In [1]:
# Applying Random Forest on classification problem using hyper-parameter tuning
# The dataset is the heart.csv
# Author: Muhammad Humayun Khan

import numpy as np    # Linear Algebra
import pandas as pd   # Read data

import matplotlib.pyplot as plt
import seaborn as sns

from sklearn.model_selection import train_test_split    # for training and testing the model
from sklearn.ensemble import RandomForestClassifier     # Random forest classifier
from sklearn.ensemble import GradientBoostingClassifier # for comparison import other classifiers as well
from sklearn.svm import SVC                             # SVC classifier for comparison
from sklearn.linear_model import LogisticRegression     # Logistic Regression for comparison as well

from sklearn.metrics import accuracy_score              # Accuracy Metrics evaluation

In [2]:
df = pd.read_csv("/content/drive/MyDrive/datasets/heart.csv")
df.head()

Unnamed: 0,age,sex,cp,trestbps,chol,fbs,restecg,thalach,exang,oldpeak,slope,ca,thal,target
0,63,1,3,145,233,1,0,150,0,2.3,0,0,1,1
1,37,1,2,130,250,0,1,187,0,3.5,0,0,2,1
2,41,0,1,130,204,0,0,172,0,1.4,2,0,2,1
3,56,1,1,120,236,0,1,178,0,0.8,2,0,2,1
4,57,0,0,120,354,0,1,163,1,0.6,2,0,2,1


In [3]:
df.shape

(303, 14)

In [4]:
# Get the X and y of the data
X = df.iloc[:,0:-1]
y = df.iloc[:,-1]

In [5]:
# Apply the train and test split
X_train,X_test,y_train,y_test = train_test_split(X,y,test_size = 0.2, random_state = 42)

print(X_train.shape)
print(X_test.shape)

(242, 13)
(61, 13)


In [6]:
# Create object of the random forest classifier
rf = RandomForestClassifier()
rf.fit(X_train,y_train)
y_pred = rf.predict(X_test)
print(accuracy_score(y_test,y_pred))    # print accuracy score of the RandomForestClassifier

0.8524590163934426


In [7]:
# Compare with Gradient Boosting Classifier model
gb = GradientBoostingClassifier()
gb.fit(X_train,y_train)
y_pred = gb.predict(X_test)
print(accuracy_score(y_test,y_pred))      # accuracy score of GB is less than the Random Forest Classifier

0.7704918032786885


In [8]:
# Compare with the SVM model
svc = SVC()
svc.fit(X_train,y_train)
y_pred = svc.predict(X_test)
accuracy_score(y_test,y_pred)     # svc is more less than the RF

0.7049180327868853

In [9]:
# Comparison with the Logistic Regression
lr = LogisticRegression()
lr.fit(X_train,y_train)
y_pred = lr.predict(X_test)
print(accuracy_score(y_test,y_pred))

0.8852459016393442


STOP: TOTAL NO. of ITERATIONS REACHED LIMIT.

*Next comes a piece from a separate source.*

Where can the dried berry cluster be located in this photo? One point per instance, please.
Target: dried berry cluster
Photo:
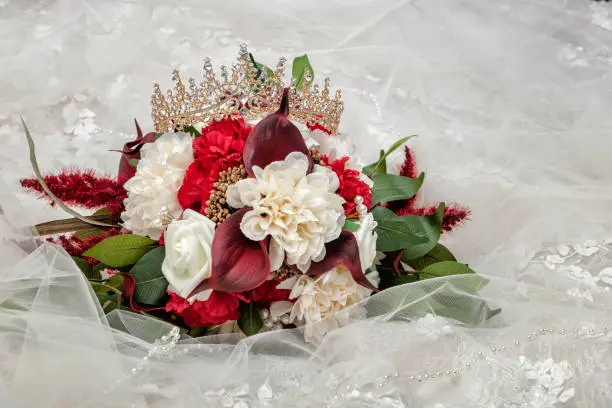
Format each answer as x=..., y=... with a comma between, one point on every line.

Increase the number of iterations (max_iter) or scale the data as shown in:
    https://scikit-learn.org/stable/modules/preprocessing.html
Please also refer to the documentation for alternative solver options:
    https://scikit-learn.org/stable/modules/linear_model.html#logistic-regression
  n_iter_i = _check_optimize_result(


In [11]:
# Hyper_parameter tuning with max_samples = 0.75
rf = RandomForestClassifier(max_samples=0.75,random_state=42)
rf.fit(X_train,y_train)
y_pred = rf.predict(X_test)
print(accuracy_score(y_test,y_pred))

0.9016393442622951


In [12]:
# Cross value score is cross check to increase the number of samples etc.
# it is the model's performance on a general independent dataset
from sklearn.model_selection import cross_val_score

# Random Forest Cross value score
np.mean(cross_val_score(RandomForestClassifier(max_samples=0.75),X,y,cv=10,scoring='accuracy'))

0.8413978494623656

In [14]:
# Gradient Boosting Cross value score
np.mean(cross_val_score(gb,X,y,cv=10,scoring='accuracy'))

0.7981720430107526

In [16]:
# Logistic Regression Cross value score
print(np.mean(cross_val_score(LogisticRegression(),X,y,cv=10,scoring='accuracy')))

0.8283870967741935


STOP: TOTAL NO. of ITERATIONS REACHED LIMIT.

Increase the number of iterations (max_iter) or scale the data as shown in:
    https://scikit-learn.org/stable/modules/preprocessing.html
Please also refer to the documentation for alternative solver options:
    https://scikit-learn.org/stable/modules/linear_model.html#logistic-regression
  n_iter_i = _check_optimize_result(
STOP: TOTAL NO. of ITERATIONS REACHED LIMIT.

Increase the number of iterations (max_iter) or scale the data as shown in:
    https://scikit-learn.org/stable/modules/preprocessing.html
Please also refer to the documentation for alternative solver options:
    https://scikit-learn.org/stable/modules/linear_model.html#logistic-regression
  n_iter_i = _check_optimize_result(
STOP: TOTAL NO. of ITERATIONS REACHED LIMIT.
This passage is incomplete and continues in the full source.